RUU Zan, yang bisa dibilang merupakan harapan terbesar negara itu dalam meruntuhkan norma, telah memecah belah Italia, dengan 62% suara untuk disahkan. Di antara mereka yang berusia di bawah 30 tahun, angka ini meningkat menjadi 75%.
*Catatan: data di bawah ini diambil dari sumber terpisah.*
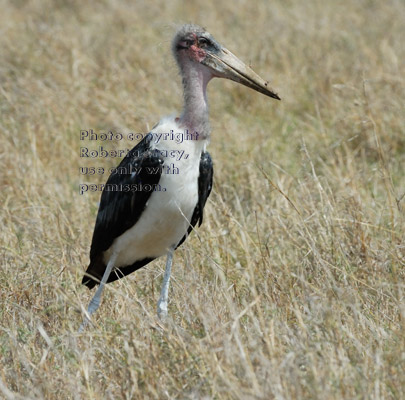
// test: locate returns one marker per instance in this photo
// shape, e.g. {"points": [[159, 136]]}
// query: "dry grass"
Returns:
{"points": [[294, 286]]}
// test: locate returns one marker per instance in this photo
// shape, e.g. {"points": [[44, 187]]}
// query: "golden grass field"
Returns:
{"points": [[293, 288]]}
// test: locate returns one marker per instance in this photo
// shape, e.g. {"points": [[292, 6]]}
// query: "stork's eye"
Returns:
{"points": [[204, 42], [184, 44]]}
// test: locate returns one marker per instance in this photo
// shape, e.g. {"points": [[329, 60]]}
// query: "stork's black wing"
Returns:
{"points": [[204, 190], [122, 202]]}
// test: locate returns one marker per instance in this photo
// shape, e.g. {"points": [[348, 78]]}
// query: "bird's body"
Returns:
{"points": [[160, 198], [170, 207]]}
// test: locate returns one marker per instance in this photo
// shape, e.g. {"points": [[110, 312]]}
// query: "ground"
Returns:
{"points": [[293, 288]]}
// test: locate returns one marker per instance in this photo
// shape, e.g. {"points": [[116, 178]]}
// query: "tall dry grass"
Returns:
{"points": [[293, 288]]}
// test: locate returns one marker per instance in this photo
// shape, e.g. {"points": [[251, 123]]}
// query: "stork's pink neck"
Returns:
{"points": [[195, 112]]}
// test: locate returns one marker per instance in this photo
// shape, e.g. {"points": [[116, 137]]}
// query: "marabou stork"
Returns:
{"points": [[134, 225]]}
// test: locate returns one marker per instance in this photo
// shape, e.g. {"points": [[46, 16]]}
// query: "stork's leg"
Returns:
{"points": [[95, 301], [164, 294]]}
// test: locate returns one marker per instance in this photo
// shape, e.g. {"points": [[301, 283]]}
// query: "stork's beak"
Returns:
{"points": [[227, 65]]}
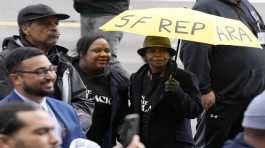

Lacerenza mengatakan jika RUU itu disahkan, itu bisa menjadi 'momen luar biasa bagi siapa saja yang harus berpura-pura menjadi orang lain sepanjang hidup mereka'. Tapi dia memperingatkan bahwa itu hanya akan membantu orang jika itu bebas amandemen. 'Karena kalau tidak, ini lebih tentang kepentingan partai politik daripada hak asasi manusia.'

Di dunia yang ideal, Lega berharap orang tidak akan mendekatinya dan berkata: 'Kamu tidak bisa menjadi gay karena itu menyakiti cita-citaku.'

'Pada akhirnya kita perlu menyadari bahwa orang yang mencintai orang lain tidak merugikan siapa pun,' tambah Lega.